The chances of their rivals

Not everyone agrees that there is already a winner in the platform wars. And, if Netflix has won, the most complicated thing remains to be done: maintaining leadership. Prime Video and Disney are the rivals best positioned to battle it out. Experts like Lucas Shaw, by Bloomberg, point to sports or children’s programming as Netflix’s weaknesses that its competitors can take advantage of. Disney, with years of advantage in these aspects, is well positioned in these sectors, according to analysts, who also point to the revolution that the incorporation of advertising to Prime Video in the United States and Canada has brought to the Internet television business . United Kingdom and Germany (will arrive in Spain during 2024): including advertising by default in all its subscribers and giving the possibility of paying 3 dollars more per month to not see advertising.
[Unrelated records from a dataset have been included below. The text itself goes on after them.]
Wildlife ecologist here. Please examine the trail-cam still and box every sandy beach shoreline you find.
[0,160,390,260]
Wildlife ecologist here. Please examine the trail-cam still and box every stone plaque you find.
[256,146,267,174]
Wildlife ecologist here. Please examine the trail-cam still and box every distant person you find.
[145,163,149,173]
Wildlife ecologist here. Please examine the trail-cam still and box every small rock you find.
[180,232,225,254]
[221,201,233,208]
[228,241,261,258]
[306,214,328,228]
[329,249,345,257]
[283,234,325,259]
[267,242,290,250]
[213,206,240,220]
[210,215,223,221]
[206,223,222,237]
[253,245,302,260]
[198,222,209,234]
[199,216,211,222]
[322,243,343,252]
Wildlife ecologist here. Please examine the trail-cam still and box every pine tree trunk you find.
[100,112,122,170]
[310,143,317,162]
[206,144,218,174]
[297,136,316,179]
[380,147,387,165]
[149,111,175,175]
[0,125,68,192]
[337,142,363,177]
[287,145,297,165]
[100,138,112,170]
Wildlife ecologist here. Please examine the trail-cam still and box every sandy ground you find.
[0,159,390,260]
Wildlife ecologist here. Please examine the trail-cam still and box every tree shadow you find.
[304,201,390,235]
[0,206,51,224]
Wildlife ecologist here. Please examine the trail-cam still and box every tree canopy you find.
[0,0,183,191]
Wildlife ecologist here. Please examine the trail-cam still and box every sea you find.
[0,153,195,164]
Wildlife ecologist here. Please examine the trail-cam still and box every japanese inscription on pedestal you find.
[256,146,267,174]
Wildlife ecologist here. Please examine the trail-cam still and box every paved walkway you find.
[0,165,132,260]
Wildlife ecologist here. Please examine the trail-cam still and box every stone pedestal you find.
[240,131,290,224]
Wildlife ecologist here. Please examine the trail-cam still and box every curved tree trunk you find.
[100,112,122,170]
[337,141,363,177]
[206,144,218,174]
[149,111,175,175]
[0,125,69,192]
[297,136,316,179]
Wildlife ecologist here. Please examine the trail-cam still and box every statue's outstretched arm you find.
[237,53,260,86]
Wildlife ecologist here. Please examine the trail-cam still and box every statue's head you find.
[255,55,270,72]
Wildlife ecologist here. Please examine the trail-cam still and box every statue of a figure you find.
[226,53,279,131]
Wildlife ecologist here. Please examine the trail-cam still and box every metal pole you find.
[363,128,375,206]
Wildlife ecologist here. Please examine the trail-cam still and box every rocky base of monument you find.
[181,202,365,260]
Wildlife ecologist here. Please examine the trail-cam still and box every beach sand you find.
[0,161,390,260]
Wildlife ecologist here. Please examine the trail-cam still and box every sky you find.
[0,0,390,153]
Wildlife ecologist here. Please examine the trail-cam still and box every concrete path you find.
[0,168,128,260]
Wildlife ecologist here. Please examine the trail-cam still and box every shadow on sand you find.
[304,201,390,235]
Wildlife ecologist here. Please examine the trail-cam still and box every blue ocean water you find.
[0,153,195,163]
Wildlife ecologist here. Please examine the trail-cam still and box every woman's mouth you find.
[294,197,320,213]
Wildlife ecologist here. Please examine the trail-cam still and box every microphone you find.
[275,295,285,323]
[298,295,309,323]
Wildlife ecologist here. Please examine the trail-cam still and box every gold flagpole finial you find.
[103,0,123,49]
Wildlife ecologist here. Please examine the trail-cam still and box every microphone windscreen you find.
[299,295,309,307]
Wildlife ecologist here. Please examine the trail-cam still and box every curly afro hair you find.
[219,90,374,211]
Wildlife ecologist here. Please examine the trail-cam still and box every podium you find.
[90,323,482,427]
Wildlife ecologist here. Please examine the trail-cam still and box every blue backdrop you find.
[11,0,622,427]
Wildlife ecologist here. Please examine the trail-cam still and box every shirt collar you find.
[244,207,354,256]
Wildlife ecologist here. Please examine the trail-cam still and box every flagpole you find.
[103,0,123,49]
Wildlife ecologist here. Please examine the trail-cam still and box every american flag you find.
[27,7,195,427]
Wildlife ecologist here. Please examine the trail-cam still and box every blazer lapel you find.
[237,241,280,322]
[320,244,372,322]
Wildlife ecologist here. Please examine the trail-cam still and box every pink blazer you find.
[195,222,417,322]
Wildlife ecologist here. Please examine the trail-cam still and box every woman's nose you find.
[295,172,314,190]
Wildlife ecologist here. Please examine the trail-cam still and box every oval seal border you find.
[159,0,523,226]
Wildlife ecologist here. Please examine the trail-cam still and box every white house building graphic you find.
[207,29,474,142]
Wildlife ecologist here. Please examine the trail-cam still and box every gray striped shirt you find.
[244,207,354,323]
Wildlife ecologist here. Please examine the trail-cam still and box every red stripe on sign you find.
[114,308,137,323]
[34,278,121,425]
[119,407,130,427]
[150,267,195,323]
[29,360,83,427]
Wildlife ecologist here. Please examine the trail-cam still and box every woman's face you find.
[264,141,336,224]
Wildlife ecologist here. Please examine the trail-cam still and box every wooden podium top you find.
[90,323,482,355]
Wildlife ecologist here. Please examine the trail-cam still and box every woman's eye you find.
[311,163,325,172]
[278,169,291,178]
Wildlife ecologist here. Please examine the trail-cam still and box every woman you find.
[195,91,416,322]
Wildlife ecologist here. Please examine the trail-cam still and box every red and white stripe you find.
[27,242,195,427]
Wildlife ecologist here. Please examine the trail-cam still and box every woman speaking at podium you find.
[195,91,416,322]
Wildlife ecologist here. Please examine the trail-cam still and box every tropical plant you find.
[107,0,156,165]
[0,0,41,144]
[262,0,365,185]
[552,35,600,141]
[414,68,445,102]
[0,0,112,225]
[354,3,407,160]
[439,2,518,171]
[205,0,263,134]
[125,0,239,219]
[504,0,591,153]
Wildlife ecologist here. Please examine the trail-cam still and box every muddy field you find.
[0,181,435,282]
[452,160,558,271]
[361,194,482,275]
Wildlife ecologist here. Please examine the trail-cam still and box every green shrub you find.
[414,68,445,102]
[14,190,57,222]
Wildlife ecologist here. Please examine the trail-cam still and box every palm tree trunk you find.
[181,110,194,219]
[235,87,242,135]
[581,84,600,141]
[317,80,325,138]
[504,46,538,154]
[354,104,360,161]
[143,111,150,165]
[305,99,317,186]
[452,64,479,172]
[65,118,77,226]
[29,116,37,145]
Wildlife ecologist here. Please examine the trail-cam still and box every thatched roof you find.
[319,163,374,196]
Another great Netflix account is in live event broadcasting. Some of its next big bets point in this direction. On Saturday, February 24, Netflix premiered a grand awards gala, celebrated by the Hollywood Screen Actors Guild. The friendly match between Rafael Nadal and Carlos Alcaraz will be broadcast on March 3. And starting from 2025 Netflix will be the home of the American wrestling star show, Raw, which will mean 52 weeks of live programming in America and the UK. Because, even though he won the war streamingThere are still battles to be fought.